C’est ce qui s’appelle courir après la victoire. Bousculé sur la scène nationale comme diplomatique, Emmanuel Macron a choisi de poser des jalons dans la sphère culturelle. Le cinéma français, porté par Un p’tit truc en plus et Le Comte de Monte-Cristo , a passé un bel été. N’en déplaise à sa ministre de la Culture, l’occasion était toute trouvée pour le président de vanter les mérites de l’industrie cinématographique hexagonale et de creuser le sillon de « l’exception culturelle » dans un long entretien accordé au magazine américain Variety .
« Nous avons besoin de films populaires et destinés au grand public. Je suis moi-même un grand fan de ces films », se réjouit Emmanuel Macron au sujet des films portés par Artus et Pierre Niney, qui connaissent également de belles carrières à l’étranger.

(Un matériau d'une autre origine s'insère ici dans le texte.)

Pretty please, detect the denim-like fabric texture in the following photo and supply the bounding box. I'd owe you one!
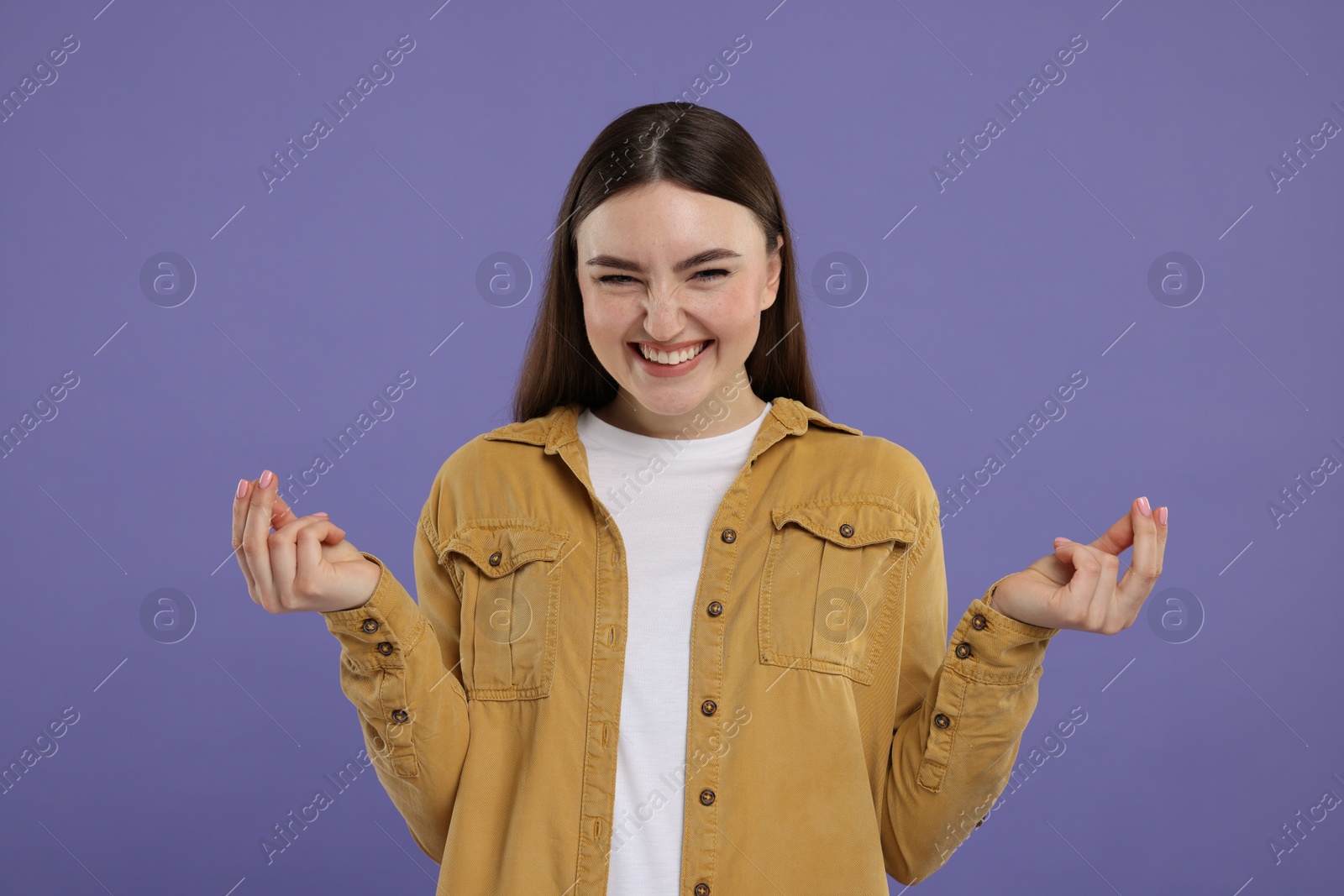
[323,399,1058,896]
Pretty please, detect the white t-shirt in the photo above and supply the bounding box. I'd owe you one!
[578,399,770,896]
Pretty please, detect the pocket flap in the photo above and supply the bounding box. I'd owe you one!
[771,495,918,548]
[439,520,569,579]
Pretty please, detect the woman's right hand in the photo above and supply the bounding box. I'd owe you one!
[234,470,381,612]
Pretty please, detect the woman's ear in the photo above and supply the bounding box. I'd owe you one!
[761,233,784,312]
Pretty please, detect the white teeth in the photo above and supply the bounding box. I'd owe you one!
[640,340,710,364]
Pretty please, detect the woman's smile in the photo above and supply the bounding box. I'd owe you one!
[627,338,715,378]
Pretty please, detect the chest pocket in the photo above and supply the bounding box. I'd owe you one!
[759,495,916,685]
[442,518,569,700]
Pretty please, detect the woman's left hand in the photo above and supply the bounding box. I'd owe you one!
[990,498,1167,634]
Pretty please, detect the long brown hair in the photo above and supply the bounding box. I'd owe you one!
[513,101,825,422]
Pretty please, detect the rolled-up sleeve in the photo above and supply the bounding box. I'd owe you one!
[882,505,1059,884]
[321,505,469,862]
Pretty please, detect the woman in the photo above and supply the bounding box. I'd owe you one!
[233,103,1167,896]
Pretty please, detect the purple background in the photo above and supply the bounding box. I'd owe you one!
[0,0,1344,896]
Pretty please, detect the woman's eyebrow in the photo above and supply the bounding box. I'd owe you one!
[586,249,742,274]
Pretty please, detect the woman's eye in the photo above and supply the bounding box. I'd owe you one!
[598,267,728,286]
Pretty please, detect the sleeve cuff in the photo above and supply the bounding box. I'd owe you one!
[321,551,425,669]
[948,576,1059,685]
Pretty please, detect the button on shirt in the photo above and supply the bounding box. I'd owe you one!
[324,398,1058,896]
[578,405,770,896]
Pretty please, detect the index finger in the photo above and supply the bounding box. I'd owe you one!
[1120,508,1167,616]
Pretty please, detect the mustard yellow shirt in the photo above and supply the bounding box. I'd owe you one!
[323,398,1059,896]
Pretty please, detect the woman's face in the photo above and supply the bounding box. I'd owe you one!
[575,181,784,438]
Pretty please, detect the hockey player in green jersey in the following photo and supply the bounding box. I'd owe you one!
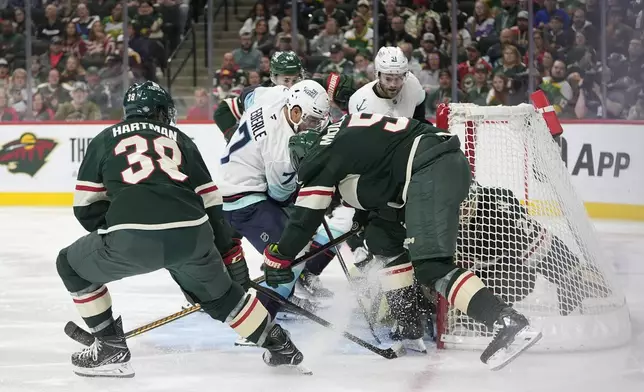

La potion magique française ? « Nous avons un système de prélèvements sur les recettes avec le CNC, qui a fait un travail extraordinaire », rappelle le président de la République, saluant « un cinéma qui a toujours résisté » en proposant, en même temps, de grosses productions et des « films d'auteurs jeunes ou confirmés, qui attirent peut-être moins de monde en salles mais qui sont néanmoins très créatifs ».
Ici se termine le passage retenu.